Ce pouvoir de réaction mentale, quand il est réfléchi, constitue la volonté, dont l’action sélective sur les idées se nomme l’attention. Demandons-nous d’abord en quoi consiste l’attention volontaire et consciente. Au point de vue physiologique, elle est une concentration d’efforts musculaires dans une direction déterminée. Si je veux faire attention à un objet que je regarde, écoute, palpe, flaire ou savoure, je produis des efforts musculaires dans la direction de mes divers sens : je tends les muscles de ma main pour mieux palper, ceux de mes yeux pour les accommoder à l’objet et à la lumière, etc. Ces mouvemens sont visibles. Même quand je fais attention à la simple représentation d’un objet absent, je commence les mêmes mouvemens. L’idée la plus pure, encore une fois, contient toujours quelque représentation sensible, est toujours accompagnée de quelque mouvement et de quelque effort : dans la méditation, cet effort se manifeste sur le visage même par la tension et l’immobilité des traits.
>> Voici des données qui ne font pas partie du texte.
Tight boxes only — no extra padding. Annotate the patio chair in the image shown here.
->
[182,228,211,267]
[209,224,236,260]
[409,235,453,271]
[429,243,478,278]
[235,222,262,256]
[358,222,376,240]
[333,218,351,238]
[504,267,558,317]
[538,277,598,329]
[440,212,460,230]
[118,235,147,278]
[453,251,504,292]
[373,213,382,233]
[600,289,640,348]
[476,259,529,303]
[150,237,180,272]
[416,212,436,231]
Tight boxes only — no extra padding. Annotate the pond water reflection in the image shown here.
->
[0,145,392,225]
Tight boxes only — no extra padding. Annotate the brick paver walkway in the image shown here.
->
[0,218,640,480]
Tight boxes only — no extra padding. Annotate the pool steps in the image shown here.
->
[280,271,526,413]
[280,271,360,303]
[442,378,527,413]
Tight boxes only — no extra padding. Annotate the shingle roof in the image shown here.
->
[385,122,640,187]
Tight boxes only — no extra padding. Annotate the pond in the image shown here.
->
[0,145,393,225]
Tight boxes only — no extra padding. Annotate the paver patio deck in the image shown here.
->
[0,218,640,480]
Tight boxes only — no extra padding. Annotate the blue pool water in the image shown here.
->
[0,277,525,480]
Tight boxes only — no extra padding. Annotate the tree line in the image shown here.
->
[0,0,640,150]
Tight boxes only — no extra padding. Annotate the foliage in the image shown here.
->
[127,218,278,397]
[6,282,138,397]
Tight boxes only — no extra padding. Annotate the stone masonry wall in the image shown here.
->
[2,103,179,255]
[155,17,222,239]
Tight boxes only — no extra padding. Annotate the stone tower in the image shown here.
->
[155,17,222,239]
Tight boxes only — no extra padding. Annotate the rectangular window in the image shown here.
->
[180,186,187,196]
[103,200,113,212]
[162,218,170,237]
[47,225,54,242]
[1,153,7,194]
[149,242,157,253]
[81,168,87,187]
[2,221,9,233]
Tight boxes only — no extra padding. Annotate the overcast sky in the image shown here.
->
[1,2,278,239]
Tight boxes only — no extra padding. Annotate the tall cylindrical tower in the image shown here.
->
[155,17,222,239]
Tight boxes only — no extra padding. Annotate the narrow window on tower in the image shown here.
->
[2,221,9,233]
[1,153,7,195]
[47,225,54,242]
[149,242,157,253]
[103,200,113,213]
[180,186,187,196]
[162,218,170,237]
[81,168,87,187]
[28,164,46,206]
L’attention est donc un phénomène « d’innervation motrice. » C’est pour cela qu’elle produit, comme l’expérience le prouve, un afflux sanguin correspondant à l’afflux nerveux et à la dépense des nerfs, que le sang doit réparer. De là combustion et chaleur à la tête, phénomènes d’électricité, etc.

On peut en déduire le véritable pouvoir de l’attention consciente sur la sélection des idées. La première loi, c’est que l’attention diminue la force des représentations dont elle se détourne. C’est ainsi, on le sait, que Pascal diminuait l’intensité de violentes douleurs en concentrant son attention sur un problème de géométrie.